Oh dear, there's been more riots in London. My views on the protests haven't changed, and the quote from my previous post still stands. This time round the police came out in force, leading to this gem of a comment that the BBC quoted:
From twitter: Why don't they stop sending a ridiculous amount of police out for small scale protests instead of cutting education spending?
Well, the last protest was "small scale" and look what happened there.
Anyway, while all this was going on Nick Clegg did make a good point: "Examine our proposals before taking to the streets. Listen and look before you march and shout." And indeed there are some significant points in the proposals:
Point 1: you do not pay any tuition fees up front.

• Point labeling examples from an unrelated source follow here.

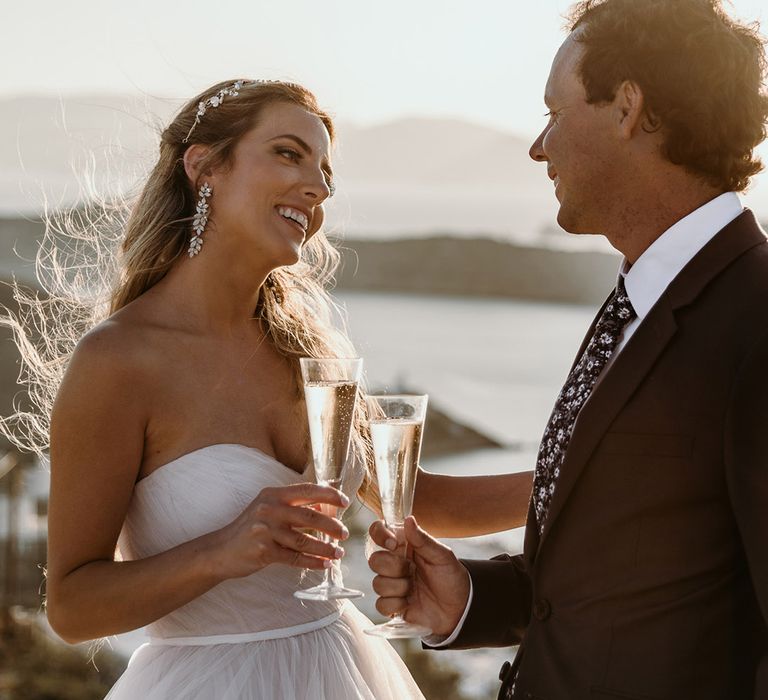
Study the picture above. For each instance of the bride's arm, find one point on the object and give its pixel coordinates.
(465, 506)
(97, 440)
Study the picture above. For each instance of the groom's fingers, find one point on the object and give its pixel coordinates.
(427, 547)
(390, 565)
(391, 606)
(386, 587)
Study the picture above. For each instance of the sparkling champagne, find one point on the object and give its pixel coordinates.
(396, 447)
(330, 409)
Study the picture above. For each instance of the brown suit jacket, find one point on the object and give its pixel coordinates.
(650, 580)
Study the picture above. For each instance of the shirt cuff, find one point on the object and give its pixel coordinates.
(435, 641)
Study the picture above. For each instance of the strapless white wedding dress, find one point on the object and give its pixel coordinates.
(246, 638)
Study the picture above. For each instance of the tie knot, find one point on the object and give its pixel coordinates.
(619, 310)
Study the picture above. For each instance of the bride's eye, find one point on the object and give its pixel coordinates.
(289, 153)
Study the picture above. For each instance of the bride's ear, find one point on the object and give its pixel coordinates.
(194, 160)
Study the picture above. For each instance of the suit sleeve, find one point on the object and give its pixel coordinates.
(746, 460)
(501, 603)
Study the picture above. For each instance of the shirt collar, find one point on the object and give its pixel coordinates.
(662, 261)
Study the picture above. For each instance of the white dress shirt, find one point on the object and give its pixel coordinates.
(645, 282)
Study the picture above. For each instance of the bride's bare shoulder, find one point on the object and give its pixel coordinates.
(123, 345)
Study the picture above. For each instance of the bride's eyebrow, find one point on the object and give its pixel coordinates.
(305, 146)
(296, 139)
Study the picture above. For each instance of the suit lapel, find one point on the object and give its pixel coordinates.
(617, 384)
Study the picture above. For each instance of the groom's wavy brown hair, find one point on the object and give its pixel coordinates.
(702, 75)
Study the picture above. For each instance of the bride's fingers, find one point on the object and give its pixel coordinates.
(301, 542)
(305, 494)
(299, 560)
(304, 518)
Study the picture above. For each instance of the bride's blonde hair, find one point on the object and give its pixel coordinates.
(85, 277)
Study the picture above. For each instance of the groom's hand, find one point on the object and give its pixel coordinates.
(430, 588)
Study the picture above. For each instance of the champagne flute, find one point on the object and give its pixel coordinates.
(330, 392)
(397, 424)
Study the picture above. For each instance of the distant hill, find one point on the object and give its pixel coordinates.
(477, 267)
(411, 176)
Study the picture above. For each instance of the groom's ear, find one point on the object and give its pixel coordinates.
(629, 109)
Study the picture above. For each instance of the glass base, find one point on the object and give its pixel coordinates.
(398, 629)
(325, 592)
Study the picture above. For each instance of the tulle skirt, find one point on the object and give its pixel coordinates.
(336, 662)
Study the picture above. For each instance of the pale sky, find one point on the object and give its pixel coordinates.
(481, 60)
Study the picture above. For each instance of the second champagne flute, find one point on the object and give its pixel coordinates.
(330, 392)
(397, 423)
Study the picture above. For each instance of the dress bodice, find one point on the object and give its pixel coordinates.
(199, 493)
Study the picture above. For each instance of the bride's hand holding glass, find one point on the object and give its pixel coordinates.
(273, 529)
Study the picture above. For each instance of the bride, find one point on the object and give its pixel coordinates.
(180, 500)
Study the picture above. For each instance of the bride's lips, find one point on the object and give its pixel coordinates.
(294, 216)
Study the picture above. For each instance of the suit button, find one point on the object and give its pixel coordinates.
(542, 609)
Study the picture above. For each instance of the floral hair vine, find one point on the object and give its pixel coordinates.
(214, 101)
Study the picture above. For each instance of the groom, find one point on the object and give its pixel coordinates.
(645, 567)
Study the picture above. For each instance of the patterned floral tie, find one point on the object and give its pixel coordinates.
(574, 394)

Point 2: you do not have to start repaying fees until you earn more than £21k (and then it's 9% of what you earn above the threshold).
Point 3: your student loan is written off (without, I believe, affecting your credit rating) 30 years after graduating.
I do wonder just how much of the loan the average person will pay back. Hmm... let's assume an annual loan of £10k, this works out as £3k or so cost of living and £6k or so fees. Interest rates will be 0% for people on incomes of £21k, rising to 3 points above inflation for people on incomes of £41k. Let's assume a linear increase and 2% inflation, so at £31k you pay 2.5% interest.
So, after your three years of university you'll end up with a £30k loan (£10k × 3 years at 0% interest). This is actually slightly better than the current system, in that currently you do pay interest (pegged at inflation) from day 1, although your loan before interest under the old system would only be £18k or so.
Let's say you go into work bang on the £21k threshold, and each year at work you get a 3% rise. That's probably a highly unrealistic scenario, but it'll do for some rough numbers. I vaguely remember there being nice equations to do with applying interest, but I can't remember what they were so I'm going to do this the old fashioned way with mad Excel skillz.
That's... not what I expected. The politicians weren't lying when they said that most people won't repay the full amount. Or were they? Just how much do you pay over the 30 year period?
I'll leave working that out as an exercise for the reader, though I'll give you a hint: they're still lying.